Since 2014, the KRG has been exporting oil to the world via Turkey after cutting Baghdad out of the loop. Likewise, Turkish investors have been heavily involved in northern Iraqi projects to ship natural gas to Europe via Turkey. Despite all the degradations caused by war, Iraq is now Turkey’s third biggest export market, with a significant portion of exports going to northern Iraq.

As for military ties, Turkish forces have been training Peshmerga at the Bashiqa camp, just 25 kilometers from Mosul, to fight the Islamic State of Iraq and the Levant (ISIL) since 2014—and all despite Baghdad’s opposition.
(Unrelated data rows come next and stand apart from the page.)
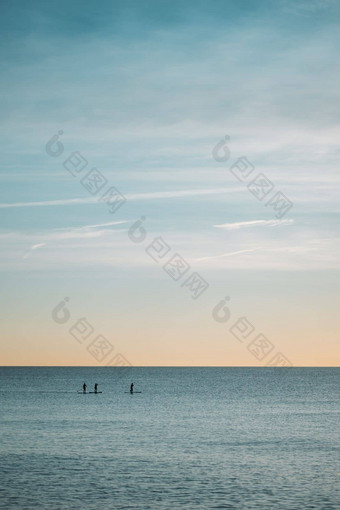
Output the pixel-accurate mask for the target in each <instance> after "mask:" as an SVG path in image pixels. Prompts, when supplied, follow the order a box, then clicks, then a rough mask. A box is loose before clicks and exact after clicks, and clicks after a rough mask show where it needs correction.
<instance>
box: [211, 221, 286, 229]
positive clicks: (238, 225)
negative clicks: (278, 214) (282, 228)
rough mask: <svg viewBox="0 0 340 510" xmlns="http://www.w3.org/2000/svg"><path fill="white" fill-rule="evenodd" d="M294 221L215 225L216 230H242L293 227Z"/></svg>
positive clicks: (254, 221)
mask: <svg viewBox="0 0 340 510" xmlns="http://www.w3.org/2000/svg"><path fill="white" fill-rule="evenodd" d="M293 223H294V220H291V219H290V220H253V221H238V222H235V223H223V224H222V225H214V227H215V228H223V229H226V230H239V229H241V228H253V227H280V226H286V225H292V224H293Z"/></svg>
And we don’t have to look back particularly far to find better days between the two. Before Turkey’s April 16 referendum on implementing a presidential system, Massoud Barzani’s Kurdistan Democratic Party (KDP) campaigned for a “yes” vote.

Even if Turkey is against the independence referendum today, the fact that Ankara flew the KRG flag next to the Iraqi flag during all of Barzani’s visits since 2015 led to suggestions that Turkey viewed the prospect of sovereignty warmly back then.
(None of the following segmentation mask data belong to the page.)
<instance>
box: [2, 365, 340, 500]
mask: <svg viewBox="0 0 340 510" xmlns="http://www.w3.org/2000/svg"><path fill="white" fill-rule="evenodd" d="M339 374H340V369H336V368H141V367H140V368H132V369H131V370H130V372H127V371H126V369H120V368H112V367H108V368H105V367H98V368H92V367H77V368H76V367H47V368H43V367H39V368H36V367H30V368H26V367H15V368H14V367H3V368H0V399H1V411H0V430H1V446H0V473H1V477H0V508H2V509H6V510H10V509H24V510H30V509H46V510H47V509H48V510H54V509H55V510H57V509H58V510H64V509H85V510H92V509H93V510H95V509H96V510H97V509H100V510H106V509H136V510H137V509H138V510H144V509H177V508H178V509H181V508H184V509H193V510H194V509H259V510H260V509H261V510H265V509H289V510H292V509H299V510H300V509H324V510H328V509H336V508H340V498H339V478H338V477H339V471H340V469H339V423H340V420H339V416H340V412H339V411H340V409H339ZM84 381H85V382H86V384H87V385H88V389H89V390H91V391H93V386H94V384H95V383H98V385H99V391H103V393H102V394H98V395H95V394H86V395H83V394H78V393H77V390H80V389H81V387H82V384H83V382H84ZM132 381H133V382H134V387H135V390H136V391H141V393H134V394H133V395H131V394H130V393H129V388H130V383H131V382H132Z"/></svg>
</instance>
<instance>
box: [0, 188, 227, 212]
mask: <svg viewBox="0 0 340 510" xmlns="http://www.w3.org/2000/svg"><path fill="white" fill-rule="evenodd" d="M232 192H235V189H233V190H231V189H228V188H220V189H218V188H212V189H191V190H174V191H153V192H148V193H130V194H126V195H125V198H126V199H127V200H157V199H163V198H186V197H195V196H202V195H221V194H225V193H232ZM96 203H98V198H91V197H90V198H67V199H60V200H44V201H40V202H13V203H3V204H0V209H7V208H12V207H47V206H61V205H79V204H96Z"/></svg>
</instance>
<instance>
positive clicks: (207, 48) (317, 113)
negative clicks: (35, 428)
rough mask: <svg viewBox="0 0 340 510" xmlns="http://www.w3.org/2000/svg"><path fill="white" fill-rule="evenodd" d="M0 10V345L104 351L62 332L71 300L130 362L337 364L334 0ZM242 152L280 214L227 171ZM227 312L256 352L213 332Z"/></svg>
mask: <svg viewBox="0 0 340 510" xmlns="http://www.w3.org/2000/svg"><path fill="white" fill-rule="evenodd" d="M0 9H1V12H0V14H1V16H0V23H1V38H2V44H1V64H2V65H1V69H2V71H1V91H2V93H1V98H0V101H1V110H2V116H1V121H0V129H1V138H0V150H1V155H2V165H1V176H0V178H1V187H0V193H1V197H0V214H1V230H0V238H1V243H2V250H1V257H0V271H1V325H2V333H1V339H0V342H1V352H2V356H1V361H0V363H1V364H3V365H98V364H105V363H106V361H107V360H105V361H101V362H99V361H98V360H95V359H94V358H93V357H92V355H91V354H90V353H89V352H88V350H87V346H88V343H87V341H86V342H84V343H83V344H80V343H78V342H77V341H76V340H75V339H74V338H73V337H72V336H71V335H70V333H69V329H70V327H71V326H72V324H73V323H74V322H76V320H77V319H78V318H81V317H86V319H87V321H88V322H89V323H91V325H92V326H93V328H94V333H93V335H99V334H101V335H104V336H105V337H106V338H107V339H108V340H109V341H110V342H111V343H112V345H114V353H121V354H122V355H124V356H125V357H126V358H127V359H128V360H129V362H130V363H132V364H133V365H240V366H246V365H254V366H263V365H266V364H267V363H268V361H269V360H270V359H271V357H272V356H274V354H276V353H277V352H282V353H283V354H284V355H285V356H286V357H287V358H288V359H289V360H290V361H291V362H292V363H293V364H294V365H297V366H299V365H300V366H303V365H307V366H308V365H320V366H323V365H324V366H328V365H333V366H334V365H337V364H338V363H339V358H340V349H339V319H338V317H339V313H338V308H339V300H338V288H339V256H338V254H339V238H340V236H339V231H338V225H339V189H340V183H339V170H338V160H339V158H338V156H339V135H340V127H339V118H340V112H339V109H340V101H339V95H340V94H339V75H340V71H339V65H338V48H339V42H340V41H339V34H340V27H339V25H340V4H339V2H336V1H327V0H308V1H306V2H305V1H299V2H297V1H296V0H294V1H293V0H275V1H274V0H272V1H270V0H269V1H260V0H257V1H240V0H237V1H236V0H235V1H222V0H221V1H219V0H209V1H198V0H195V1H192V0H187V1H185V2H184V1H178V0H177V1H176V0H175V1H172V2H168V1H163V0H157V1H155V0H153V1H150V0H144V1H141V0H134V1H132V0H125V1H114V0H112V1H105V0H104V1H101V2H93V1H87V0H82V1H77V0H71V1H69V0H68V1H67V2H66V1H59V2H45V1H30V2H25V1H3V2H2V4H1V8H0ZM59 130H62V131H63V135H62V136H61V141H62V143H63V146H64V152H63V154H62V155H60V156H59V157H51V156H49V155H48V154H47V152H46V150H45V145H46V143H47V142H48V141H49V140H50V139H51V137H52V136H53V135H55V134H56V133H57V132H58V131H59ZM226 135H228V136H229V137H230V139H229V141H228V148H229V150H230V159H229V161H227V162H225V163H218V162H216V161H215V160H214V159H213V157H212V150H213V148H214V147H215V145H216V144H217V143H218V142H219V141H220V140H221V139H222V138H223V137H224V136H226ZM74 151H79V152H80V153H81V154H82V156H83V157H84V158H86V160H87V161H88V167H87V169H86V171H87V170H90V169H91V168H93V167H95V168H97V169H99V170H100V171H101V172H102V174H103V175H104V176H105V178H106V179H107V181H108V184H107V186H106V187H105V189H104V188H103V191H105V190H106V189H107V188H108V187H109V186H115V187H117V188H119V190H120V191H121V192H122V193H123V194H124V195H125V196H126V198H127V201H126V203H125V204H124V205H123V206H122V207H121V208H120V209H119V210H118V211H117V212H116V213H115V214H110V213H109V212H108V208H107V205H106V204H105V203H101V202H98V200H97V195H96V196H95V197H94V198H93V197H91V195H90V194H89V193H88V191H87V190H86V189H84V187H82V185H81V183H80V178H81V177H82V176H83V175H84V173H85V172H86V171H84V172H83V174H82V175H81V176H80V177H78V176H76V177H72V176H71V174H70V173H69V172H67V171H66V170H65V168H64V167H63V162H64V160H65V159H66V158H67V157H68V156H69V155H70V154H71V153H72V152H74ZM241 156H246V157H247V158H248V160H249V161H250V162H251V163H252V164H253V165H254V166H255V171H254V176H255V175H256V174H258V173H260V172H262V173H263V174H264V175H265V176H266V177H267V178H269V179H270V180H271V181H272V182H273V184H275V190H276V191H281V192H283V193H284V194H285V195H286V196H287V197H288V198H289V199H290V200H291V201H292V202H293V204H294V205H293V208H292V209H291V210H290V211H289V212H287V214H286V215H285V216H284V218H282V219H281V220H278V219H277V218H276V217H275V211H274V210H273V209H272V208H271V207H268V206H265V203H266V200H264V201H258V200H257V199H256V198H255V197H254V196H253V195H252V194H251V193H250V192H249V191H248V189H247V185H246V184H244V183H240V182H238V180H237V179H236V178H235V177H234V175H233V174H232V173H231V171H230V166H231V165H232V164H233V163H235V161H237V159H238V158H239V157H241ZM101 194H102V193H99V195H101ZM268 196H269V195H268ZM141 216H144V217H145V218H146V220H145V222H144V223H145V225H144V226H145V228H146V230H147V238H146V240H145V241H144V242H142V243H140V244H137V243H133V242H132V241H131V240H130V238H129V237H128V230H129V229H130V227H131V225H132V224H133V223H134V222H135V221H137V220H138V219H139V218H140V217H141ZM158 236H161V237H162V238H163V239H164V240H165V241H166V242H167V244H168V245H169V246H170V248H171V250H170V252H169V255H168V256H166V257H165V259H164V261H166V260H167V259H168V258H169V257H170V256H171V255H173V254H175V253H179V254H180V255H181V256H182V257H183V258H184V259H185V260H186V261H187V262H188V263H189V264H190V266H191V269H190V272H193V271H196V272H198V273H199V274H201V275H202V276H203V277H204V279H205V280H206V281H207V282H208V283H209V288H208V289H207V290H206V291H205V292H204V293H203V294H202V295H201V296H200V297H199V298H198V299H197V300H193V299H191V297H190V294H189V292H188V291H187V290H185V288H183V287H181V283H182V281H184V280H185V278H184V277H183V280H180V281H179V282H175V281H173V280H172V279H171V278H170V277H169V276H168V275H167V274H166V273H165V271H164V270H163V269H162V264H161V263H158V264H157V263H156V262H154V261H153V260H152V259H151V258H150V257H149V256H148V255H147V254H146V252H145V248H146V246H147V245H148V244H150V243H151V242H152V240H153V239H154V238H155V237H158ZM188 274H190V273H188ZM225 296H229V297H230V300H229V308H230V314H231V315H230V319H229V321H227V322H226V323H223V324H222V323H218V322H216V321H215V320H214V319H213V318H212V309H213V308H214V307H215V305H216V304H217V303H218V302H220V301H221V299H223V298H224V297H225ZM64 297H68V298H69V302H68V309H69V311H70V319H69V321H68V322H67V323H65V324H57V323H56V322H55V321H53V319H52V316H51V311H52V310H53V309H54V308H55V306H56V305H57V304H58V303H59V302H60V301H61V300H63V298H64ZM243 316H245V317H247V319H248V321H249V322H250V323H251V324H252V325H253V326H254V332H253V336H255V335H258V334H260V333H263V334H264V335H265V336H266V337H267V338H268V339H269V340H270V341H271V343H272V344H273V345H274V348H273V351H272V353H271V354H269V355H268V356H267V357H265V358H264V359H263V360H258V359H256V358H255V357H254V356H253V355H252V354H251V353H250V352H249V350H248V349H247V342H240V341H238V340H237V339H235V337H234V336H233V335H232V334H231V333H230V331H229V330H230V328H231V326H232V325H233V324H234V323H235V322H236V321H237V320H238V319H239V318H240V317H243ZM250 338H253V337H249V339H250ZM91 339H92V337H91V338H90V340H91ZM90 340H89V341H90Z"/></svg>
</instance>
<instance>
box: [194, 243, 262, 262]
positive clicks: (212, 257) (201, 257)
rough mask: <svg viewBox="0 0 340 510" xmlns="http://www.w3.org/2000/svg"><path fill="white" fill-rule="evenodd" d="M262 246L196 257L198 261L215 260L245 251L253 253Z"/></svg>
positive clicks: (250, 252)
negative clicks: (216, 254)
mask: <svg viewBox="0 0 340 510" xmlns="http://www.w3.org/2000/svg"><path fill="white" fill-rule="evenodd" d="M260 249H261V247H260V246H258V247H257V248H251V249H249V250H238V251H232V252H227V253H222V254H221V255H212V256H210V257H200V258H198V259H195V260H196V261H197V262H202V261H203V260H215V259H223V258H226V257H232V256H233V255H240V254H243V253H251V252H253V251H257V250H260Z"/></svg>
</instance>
So how can we explain the change in Ankara’s political tone, which has now come to dominate the headlines?

Even if Ankara doesn’t consider the KRG as an existential threat, it still views the vote from a security perspective amid worries that an independent Kurdish state in northern Iraq will foster dreams of a greater Kurdistan in the region. As such, Turkey’s primary aim is to prevent the formation of a Kurdish corridor, which will include Iraq and Syria, and extend to the Mediterranean, encircling its borders.
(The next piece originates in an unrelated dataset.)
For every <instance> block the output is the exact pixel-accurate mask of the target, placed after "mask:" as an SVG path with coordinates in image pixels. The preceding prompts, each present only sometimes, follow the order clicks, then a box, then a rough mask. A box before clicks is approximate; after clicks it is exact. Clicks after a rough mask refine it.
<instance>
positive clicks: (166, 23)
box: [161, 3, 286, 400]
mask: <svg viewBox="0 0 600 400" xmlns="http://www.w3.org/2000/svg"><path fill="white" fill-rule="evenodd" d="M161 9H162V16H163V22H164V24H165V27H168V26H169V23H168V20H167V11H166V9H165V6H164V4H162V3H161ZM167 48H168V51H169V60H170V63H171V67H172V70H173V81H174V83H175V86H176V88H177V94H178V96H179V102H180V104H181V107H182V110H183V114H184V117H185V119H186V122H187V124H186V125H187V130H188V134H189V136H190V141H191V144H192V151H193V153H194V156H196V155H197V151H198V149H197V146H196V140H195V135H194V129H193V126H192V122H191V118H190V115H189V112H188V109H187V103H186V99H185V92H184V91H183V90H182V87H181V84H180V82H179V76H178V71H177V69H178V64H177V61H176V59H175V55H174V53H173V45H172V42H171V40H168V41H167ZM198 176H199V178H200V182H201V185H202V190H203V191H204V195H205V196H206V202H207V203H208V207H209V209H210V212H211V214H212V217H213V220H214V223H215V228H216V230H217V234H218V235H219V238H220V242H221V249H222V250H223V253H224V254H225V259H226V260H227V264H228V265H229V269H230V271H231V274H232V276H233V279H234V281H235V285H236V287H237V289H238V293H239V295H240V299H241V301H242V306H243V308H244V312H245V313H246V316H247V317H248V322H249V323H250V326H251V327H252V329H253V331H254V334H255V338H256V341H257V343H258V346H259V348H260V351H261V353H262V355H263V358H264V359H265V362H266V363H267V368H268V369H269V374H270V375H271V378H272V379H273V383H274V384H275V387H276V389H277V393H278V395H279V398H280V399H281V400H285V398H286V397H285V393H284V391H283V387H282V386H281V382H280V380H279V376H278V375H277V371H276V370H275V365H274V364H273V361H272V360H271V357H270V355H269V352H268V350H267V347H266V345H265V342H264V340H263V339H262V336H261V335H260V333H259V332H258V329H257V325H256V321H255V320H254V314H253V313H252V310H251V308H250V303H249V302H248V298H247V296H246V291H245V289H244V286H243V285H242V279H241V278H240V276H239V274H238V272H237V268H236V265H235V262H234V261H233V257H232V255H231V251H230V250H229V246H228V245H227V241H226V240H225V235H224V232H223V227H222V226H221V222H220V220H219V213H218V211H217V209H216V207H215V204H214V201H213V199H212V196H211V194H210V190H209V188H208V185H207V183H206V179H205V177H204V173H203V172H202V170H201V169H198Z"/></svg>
When the KRG vote is assessed together with alleged preparations made by the Democratic Union Party (PYD), which is widely seen as the PKK’s Syrian arm, to declare an “autonomous Kurdish region” in northern Syria (as reported in the Hürriyet Daily News by Murat Yetkin), it becomes clearer why Turkey’s National Security Board (MGK) moved to convene earlier.

Amid this continuing uncertainty, we can expect any refusal by Barzani not to back down on the sovereignty vote to push Turkey closer to Iran, which also supports the maintenance of Syrian and Iraqi territorial integrity. 

In an effort to protect itself against any faits accomplis that would make use of the Kurdish card, Turkey’s ultimate security requires a solution to its own Kurdish issue, but the current situation presents little chance for the sides to pursue compromise, especially when domestic politics are so narrowly focused on the 2019 presidential elections and winning the support of the nationalist electorate is so crucial.

The military drills currently being conducted at the Habur border crossing are intended to intimidate northern Iraq, but Turkey does have other options before resorting to any military option, including closing Habur or the Kirkuk-Yumurtalık oil pipeline. 

Foreign Minister Mevlüt Çavuşoğlu’s offer to mediate between Arbil and Baghdad is indeed a constructive approach, but as Sept. 25 draws closer, the cost of backing down from the referendum will escalate for Barzani. 

And even in the case that the referendum is called off, concessions from Baghdad will draw Arbil a step closer to independence, and sooner or later we will be discussing the same topic again.

Ankara-Arbil ties have developed on a win-win basis until now. So rather than getting tied up in worries about security, it is an option for Turkey to view the KRG vote as an opportunity to increase its area of influence instead.